Professional ratings
Aggregate scores
| Source | Rating |
| AnyDecentMusic? | 7.6/10 |
| Metacritic | 76/100 |
Review scores
| Source | Rating |
| AllMusic | Star |
| Consequence of Sound | B |
| Exclaim! | 7/10 |
| The Guardian | Star |
| Louder Than War | 10/10 |
| MusicOMH | Star |
| NME | Star |
| Pitchfork | 5.5/10 |
| Q | Star |
| Under the Radar | 8.5/10 |

=== Year-end lists ===

Publications' year-end list appearances for Ultra Mono
| Critic/Publication | List | Rank | Ref |
|---|---|---|---|
| Double J | Top 50 Albums of 2020 | 47 |  |
| Consequence of Sound | Top 50 Albums of 2020 | 25 |  |
| Louder Than War | Top 50 Albums of 2020 | 26 |  |
| Mojo | Top 75 Albums of 2020 | 12 |  |

==Track listing==

Ultra Mono track listing
| No. | Title | Music | Length |
|---|---|---|---|
| 1. | "War" | Idles; Colin Webster; David Yow; | 3:07 |
| 2. | "Grounds" | Warren Ellis; Idles; Colin Webster; | 3:08 |
| 3. | "Mr.
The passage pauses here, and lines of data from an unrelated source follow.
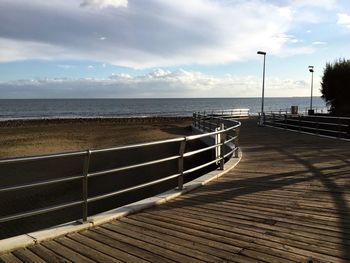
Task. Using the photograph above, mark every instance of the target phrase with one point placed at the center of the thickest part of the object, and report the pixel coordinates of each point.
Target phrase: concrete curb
(10, 244)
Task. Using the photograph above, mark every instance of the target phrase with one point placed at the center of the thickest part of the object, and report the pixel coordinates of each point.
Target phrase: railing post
(222, 148)
(236, 142)
(285, 121)
(181, 164)
(194, 119)
(85, 184)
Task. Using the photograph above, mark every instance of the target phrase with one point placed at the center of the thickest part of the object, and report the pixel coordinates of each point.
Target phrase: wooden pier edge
(10, 244)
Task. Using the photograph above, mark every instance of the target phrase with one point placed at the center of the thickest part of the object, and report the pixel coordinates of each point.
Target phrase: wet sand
(32, 137)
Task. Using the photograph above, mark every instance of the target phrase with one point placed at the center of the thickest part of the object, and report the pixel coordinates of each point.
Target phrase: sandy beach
(38, 137)
(31, 137)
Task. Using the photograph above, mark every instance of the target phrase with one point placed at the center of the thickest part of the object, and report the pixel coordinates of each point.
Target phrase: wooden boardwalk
(287, 201)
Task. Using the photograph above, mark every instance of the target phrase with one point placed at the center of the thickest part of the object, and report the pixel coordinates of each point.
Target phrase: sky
(164, 48)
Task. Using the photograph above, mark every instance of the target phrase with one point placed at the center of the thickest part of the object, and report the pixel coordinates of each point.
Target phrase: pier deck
(288, 200)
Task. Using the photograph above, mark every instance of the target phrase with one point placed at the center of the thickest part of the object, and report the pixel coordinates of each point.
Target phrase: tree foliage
(335, 87)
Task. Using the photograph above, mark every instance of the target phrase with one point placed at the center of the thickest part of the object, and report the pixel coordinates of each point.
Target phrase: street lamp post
(263, 89)
(311, 69)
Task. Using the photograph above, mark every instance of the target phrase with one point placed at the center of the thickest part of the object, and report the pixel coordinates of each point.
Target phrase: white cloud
(322, 4)
(319, 43)
(149, 33)
(343, 19)
(105, 3)
(66, 66)
(158, 83)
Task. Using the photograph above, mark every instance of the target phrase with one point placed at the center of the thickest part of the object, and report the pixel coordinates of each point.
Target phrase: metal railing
(213, 127)
(228, 113)
(328, 126)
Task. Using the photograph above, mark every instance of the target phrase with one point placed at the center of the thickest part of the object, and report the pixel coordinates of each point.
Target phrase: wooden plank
(66, 252)
(164, 249)
(97, 234)
(302, 247)
(86, 251)
(191, 243)
(27, 256)
(46, 254)
(106, 249)
(226, 236)
(263, 214)
(9, 258)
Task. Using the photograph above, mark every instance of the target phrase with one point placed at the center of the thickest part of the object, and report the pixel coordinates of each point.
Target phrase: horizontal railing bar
(201, 150)
(42, 183)
(309, 128)
(231, 139)
(321, 117)
(201, 166)
(320, 123)
(230, 152)
(310, 133)
(133, 166)
(199, 136)
(40, 157)
(138, 145)
(96, 198)
(38, 211)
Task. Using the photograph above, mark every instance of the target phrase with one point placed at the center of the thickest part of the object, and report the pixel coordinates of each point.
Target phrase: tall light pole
(311, 69)
(263, 89)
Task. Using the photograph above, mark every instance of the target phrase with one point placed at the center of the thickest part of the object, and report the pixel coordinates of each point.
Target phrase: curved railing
(220, 137)
(327, 126)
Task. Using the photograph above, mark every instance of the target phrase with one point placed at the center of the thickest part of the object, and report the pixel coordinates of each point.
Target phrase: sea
(128, 108)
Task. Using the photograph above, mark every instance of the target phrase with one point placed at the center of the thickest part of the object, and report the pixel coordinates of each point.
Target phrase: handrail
(340, 128)
(219, 135)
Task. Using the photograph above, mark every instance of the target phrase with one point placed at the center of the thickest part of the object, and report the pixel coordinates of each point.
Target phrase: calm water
(76, 108)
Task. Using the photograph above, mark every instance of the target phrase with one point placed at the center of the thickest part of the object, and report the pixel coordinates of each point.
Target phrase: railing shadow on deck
(41, 191)
(307, 171)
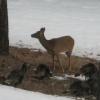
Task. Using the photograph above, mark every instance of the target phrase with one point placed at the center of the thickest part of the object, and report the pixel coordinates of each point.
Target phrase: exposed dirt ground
(53, 86)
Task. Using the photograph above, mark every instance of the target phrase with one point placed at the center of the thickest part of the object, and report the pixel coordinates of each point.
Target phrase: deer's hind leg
(69, 59)
(53, 60)
(60, 65)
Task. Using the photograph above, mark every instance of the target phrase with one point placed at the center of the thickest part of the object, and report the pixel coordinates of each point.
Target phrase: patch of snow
(10, 93)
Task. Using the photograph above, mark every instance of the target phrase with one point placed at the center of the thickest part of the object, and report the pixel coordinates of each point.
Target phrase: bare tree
(4, 40)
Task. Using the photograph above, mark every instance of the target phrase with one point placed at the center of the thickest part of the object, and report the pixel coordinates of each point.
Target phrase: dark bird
(16, 76)
(80, 88)
(42, 72)
(94, 83)
(87, 70)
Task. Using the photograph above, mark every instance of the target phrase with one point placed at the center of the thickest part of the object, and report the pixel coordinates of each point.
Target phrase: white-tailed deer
(56, 45)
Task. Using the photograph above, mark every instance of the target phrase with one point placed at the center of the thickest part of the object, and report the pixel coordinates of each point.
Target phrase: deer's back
(62, 44)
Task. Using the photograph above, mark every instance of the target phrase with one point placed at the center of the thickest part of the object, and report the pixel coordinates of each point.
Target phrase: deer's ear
(42, 29)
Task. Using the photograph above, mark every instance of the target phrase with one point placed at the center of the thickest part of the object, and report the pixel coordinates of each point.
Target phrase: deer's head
(38, 33)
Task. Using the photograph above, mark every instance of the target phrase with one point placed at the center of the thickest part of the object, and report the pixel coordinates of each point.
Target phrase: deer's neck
(44, 41)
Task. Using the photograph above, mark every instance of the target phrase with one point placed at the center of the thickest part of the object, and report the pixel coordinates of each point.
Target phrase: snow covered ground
(10, 93)
(78, 18)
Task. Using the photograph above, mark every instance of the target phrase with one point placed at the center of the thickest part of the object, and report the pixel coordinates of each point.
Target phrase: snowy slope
(10, 93)
(78, 18)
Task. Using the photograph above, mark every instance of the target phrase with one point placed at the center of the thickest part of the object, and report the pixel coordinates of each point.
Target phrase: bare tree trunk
(4, 40)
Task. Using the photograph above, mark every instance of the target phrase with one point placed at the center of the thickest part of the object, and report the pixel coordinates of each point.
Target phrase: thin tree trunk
(4, 40)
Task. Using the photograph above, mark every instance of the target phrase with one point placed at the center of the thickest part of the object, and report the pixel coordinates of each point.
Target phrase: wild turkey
(16, 76)
(87, 70)
(42, 72)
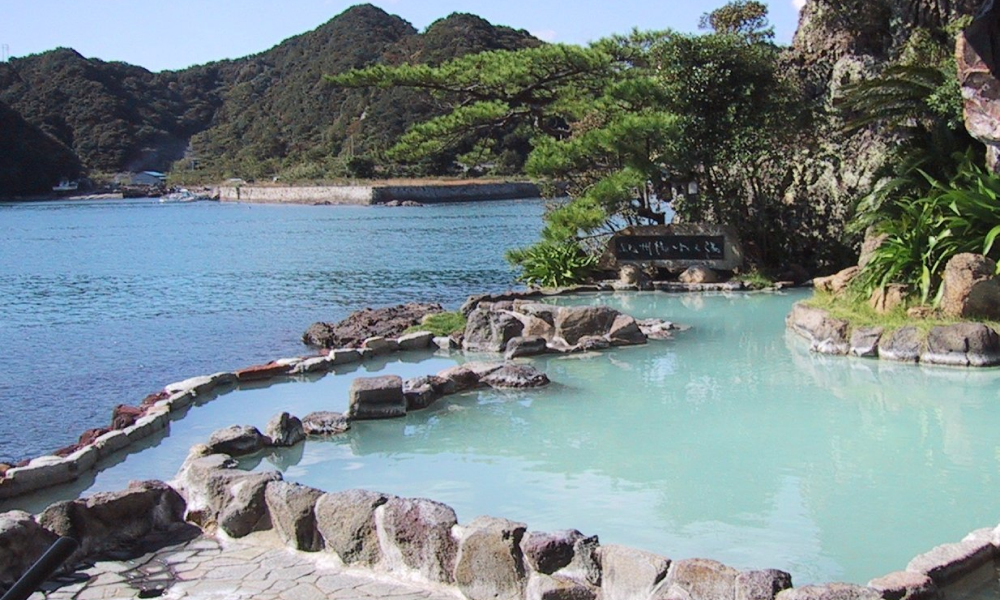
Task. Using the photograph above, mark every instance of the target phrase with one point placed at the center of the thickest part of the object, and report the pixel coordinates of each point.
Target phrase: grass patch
(755, 280)
(858, 313)
(441, 324)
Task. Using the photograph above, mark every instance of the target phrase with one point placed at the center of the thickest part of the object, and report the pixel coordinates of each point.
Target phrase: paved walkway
(206, 568)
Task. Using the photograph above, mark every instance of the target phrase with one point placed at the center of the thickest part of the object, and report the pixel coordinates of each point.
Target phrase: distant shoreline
(54, 197)
(379, 193)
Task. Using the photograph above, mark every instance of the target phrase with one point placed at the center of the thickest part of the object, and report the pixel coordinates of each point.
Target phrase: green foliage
(441, 324)
(954, 217)
(745, 18)
(552, 264)
(755, 280)
(31, 161)
(253, 117)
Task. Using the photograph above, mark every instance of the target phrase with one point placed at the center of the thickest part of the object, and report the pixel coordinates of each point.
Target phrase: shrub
(552, 264)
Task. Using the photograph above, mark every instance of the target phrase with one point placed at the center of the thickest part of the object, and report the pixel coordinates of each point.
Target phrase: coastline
(379, 193)
(926, 574)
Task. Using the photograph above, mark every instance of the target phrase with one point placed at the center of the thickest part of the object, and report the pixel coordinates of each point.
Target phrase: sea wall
(366, 195)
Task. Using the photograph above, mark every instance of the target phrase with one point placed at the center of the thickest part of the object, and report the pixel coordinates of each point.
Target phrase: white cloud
(547, 35)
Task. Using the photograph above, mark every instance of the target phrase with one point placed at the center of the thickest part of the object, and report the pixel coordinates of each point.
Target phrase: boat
(65, 185)
(182, 195)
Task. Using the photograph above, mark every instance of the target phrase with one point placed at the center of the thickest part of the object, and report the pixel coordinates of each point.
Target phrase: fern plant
(552, 264)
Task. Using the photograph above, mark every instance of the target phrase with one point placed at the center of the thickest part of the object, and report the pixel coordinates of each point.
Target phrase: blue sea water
(730, 441)
(104, 302)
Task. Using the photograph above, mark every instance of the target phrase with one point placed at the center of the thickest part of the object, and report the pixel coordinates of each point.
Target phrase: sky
(174, 34)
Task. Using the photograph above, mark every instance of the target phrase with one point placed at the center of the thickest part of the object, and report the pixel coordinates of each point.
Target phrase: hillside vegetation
(258, 116)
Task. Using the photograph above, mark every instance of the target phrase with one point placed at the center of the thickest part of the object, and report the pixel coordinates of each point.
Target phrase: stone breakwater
(967, 344)
(581, 329)
(421, 541)
(369, 195)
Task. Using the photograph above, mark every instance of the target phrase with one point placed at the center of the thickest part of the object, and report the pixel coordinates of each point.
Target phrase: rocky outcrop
(902, 345)
(962, 345)
(285, 430)
(389, 322)
(978, 57)
(698, 274)
(237, 441)
(515, 376)
(376, 398)
(521, 327)
(826, 334)
(415, 536)
(835, 284)
(489, 563)
(115, 521)
(346, 521)
(698, 578)
(292, 510)
(970, 287)
(325, 423)
(23, 541)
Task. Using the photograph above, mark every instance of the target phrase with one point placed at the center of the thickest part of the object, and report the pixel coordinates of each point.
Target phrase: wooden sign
(670, 247)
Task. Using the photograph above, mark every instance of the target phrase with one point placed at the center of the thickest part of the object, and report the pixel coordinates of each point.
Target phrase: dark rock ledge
(966, 344)
(421, 540)
(571, 330)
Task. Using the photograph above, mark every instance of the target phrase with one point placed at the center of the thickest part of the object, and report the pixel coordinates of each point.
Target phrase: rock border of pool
(964, 344)
(421, 539)
(131, 424)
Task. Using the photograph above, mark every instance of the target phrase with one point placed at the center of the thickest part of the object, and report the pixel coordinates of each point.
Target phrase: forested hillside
(32, 160)
(262, 115)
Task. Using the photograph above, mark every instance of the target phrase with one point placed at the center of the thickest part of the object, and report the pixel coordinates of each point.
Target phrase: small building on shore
(146, 178)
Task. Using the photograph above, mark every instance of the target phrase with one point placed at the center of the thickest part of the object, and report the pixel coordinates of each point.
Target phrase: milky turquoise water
(730, 441)
(103, 302)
Motivator" | Idles; Colin Webster; | 3:16 |
| 4. | "Anxiety" | Idles; David Yow; | 2:59 |
| 5. | "Kill Them With Kindness" | Jamie Cullum; Idles; David Yow; | 3:49 |
| 6. | "Model Village" | Idles; | 3:55 |
| 7. | "Ne Touche Pas Moi" | Jehnny Beth; Idles; | 2:34 |
| 8. | "Carcinogenic" | Idles; | 3:50 |
| 9. | "Reigns" | Idles; Colin Webster; | 4:02 |
| 10. | "The Lover" | Idles; David Yow; | 3:17 |
| 11. | "A Hymn" | Idles; | 5:19 |
| 12. | "Danke" | Idles; | 3:34 |
| Total length: |  |  | 42:52 |

== Personnel ==
Credits adapted from liner notes.

Idles
- Joe Talbot – lead vocals
- Adam Devonshire – bass guitar, backing vocals
- Mark Bowen – lead guitar, production
- Jon Beavis – drums
- Lee Kiernan – rhythm guitar

Additional musicians
- Kenny Beats – programming
- Jehnny Beth – vocals (track 7)
- Jamie Cullum – piano (track 5)
- Warren Ellis – backing vocals (track 2)
- Colin Webster – saxophone (tracks 1–3, 9–10)
- David Yow – backing vocals (tracks 1, 4, 5, 10)

Production
- Adam Greenspan – production, engineering, mixing
- Nick Launay – production, engineering, mixing
- Bernie Grundman – mastering

Additional personnel
- Andrew Bourne – logo
- Tom Ham – photography
- Russell Oliver – artwork (painting)
- Nigel Talbot – artwork (sculpture)

==Charts==

Chart performance for Ultra Mono
| Chart (2020) | Peak position |
|---|---|
| Australian Albums (ARIA) | 7 |
| Belgian Albums (Ultratop Flanders) | 8 |
| Belgian Albums (Ultratop Wallonia) | 15 |
| Dutch Albums (Album Top 100) | 18 |
| French Albums (SNEP) | 44 |
| German Albums (Offizielle Top 100) | 14 |
| Irish Albums (Official Charts) | 3 |
| Italian Albums (FIMI) | 71 |
| New Zealand Albums (RMNZ) | 15 |
| Portuguese Albums (AFP) | 12 |
| Spanish Albums (PROMUSICAE) | 22 |
| Swiss Albums (Schweizer Hitparade) | 21 |
| UK Albums (Official Charts) | 1 |
| US Billboard 200 | 54 |
| US Top Rock Albums (Billboard) | 6 |

== Certifications ==

| Region | Certification | Certified units/sales |
| United Kingdom (BPI) | Silver | 60,000^{‡} |
^{‡} Sales+streaming figures based on certification alone.